Motion And Muscles Don’t Always Work In Lockstep
Unique research by UC Riverside biologists on wild anole lizards reveals new insights on how animals might adapt to their habitat and handle various forms of motion
Animals “do the locomotion” every day, whether it’s walking down the hall to get some coffee or darting up a tree to avoid a predator. And until now, scientists believed the inner workings of movement were pretty much the same — the nerves send a message to the muscles and there is motion.
But in a first-of-its-kind study on wild green anole lizards, biologists at the University of California, Riverside have discovered that the link between muscle function and movement is a lot more complicated than anyone realized.
“We were trying to understand how animals move in trees; how muscle, in general, deals with something as complex as climbing a tree, with its horizontal and vertical inclines, the tiny little branches and the upright trunks,” said Kathleen Foster, a Ph.D. student in Evolution, Ecology and Organismal Biology, who performed the study. “We were expecting to find that as the movements were changing, the muscles would be generating those changes; we’d just show that and move on. Instead, we saw there isn’t always this tight relationship between activity in the muscles and the movement we’re seeing. Now we have new questions about how animals work.”

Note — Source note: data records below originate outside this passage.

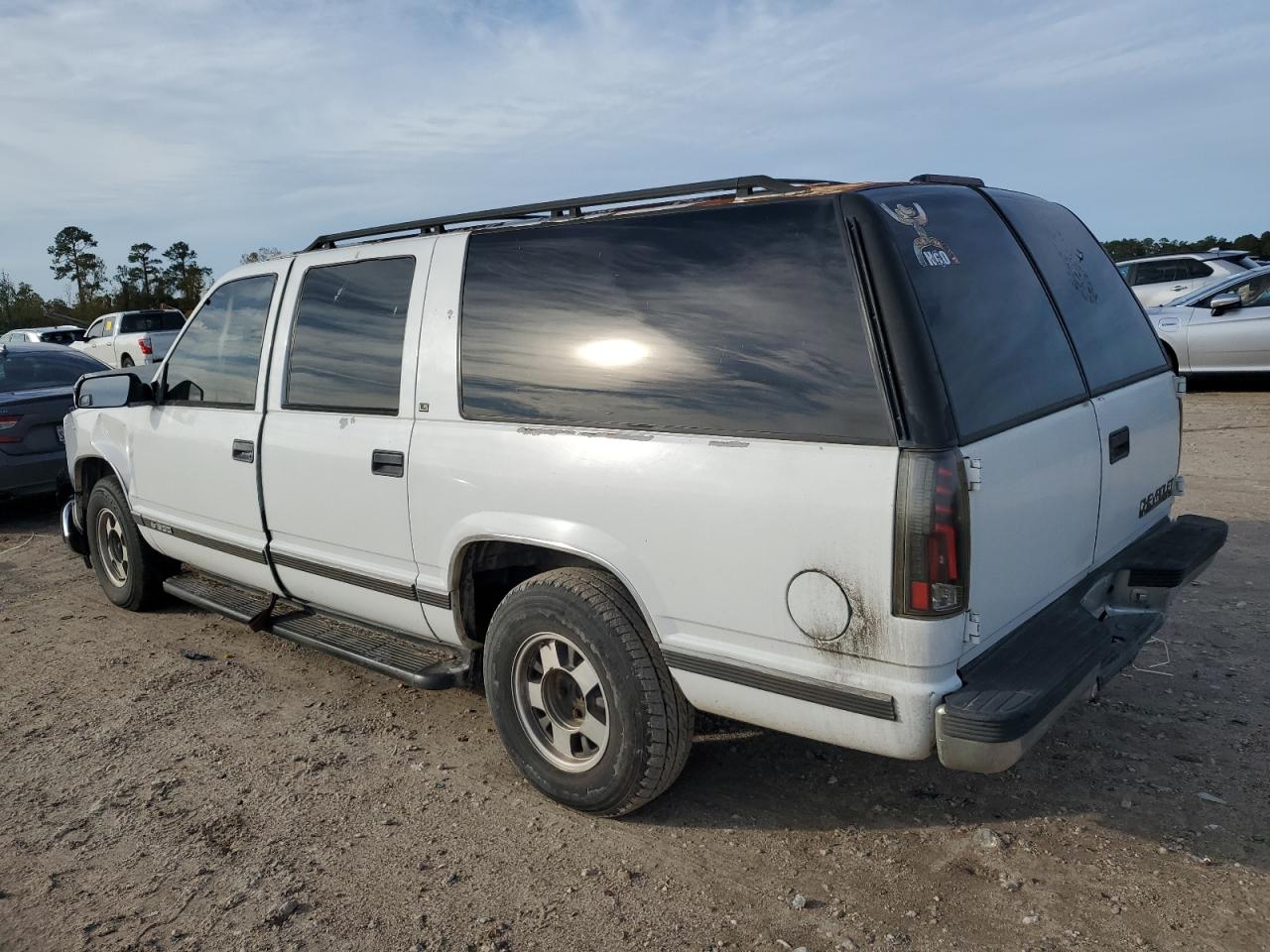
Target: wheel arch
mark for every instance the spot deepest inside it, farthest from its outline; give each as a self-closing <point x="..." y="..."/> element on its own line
<point x="506" y="560"/>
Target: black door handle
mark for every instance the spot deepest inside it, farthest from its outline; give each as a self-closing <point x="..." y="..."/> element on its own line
<point x="388" y="462"/>
<point x="1118" y="444"/>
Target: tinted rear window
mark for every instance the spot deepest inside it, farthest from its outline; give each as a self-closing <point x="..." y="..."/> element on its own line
<point x="1107" y="327"/>
<point x="349" y="333"/>
<point x="36" y="371"/>
<point x="1000" y="345"/>
<point x="739" y="320"/>
<point x="151" y="321"/>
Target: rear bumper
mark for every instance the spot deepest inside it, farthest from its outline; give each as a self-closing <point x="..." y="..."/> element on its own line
<point x="1015" y="692"/>
<point x="31" y="474"/>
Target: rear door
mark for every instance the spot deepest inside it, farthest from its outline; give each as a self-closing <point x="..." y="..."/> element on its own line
<point x="1016" y="395"/>
<point x="1129" y="379"/>
<point x="336" y="435"/>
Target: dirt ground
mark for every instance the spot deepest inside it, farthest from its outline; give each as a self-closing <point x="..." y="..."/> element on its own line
<point x="277" y="798"/>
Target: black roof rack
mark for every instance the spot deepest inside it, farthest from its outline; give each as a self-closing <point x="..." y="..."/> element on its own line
<point x="931" y="178"/>
<point x="572" y="207"/>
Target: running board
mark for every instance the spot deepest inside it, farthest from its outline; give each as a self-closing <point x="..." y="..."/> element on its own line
<point x="421" y="664"/>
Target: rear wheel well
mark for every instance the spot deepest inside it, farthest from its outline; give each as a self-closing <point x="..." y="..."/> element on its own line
<point x="489" y="569"/>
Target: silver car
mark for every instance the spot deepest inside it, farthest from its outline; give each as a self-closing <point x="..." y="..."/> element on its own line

“No one has ever looked at this before,” said Timothy Higham, an assistant professor of biology and Foster’s graduate adviser. “A lot of people study anoles and a lot of people remove muscles and study them in a lab, as opposed to measuring the muscles in the animal as it’s moving. Our work brings the lab into the forest, and it can help us answer questions about how these animals are doing what they’re doing and why they’re so diverse.”
Foster and Higham’s findings were published March 12 in the British biology journal, Proceedings of the Royal Society B, a journal from the same publisher that featured papers by Isaac Newton and Charles Darwin.
In their study, “Context-dependent changes in motor control and kinematics during locomotion: modulation and decoupling,” Foster surgically inserted electrodes into the forelimbs and hind limbs of seven male green anole lizards. She then tracked the lizard movements on a flat and 90-degree incline and a broad and narrow perch, using high-speed video to record movements and electromyography to monitor electrical activity in the muscles.
“We expected to see a one-to-one correlation between the muscle activity and movements because motion is generally driven by muscles,” Higham said, “but as we changed the structure of their habitat and they changed their motions, we were surprised to find very few accompanying changes in muscle activity.”
For instance, the researchers found that while the lizard movements changed considerably when they were running along narrow perches (compared to broad perches), there were few significant changes in muscle activity. And when the lizards were running up an incline, they noted more changes in muscle activity than movement.
“This generally means we can’t understand what the muscles are doing just by what we see,” Higham said. “We also found that variability in muscle activity differed between the treatments, raising another question: Does variability in muscle activity reflect a preferred way of moving or just reflect what they’ve always done? This has unearthed a lot of questions about ecology, evolution, how parts of animals evolve and how they respond to their environment.”
Though these 2-inch-long green anoles weigh just 5 grams — about the same as a U.S. nickel — their muscles work the same way as every other vertebrate.
“This means what we learn from studying their muscle function could well apply to a variety of fields,” Foster said.
The study’s findings also raise new questions in ecomorphology — how habitat and environment affect an organism’s anatomy. The study found that muscle activity in the green anoles was most consistent on broad, vertical surfaces, such as tree trunks, “suggesting that, despite being classified as a trunk-crown ecomorph, this species may prefer trunks,” Foster said.
The study has implications also for people who design artificial limbs or robots.
“Clearly, locomotion is not as simple as we thought it was,” Foster said. “This decoupling — big changes in movement without corresponding changes in muscle activity — suggests there are other important factors going on and we need to better understand them if we want to reproduce these movements in prosthetics or robotics.”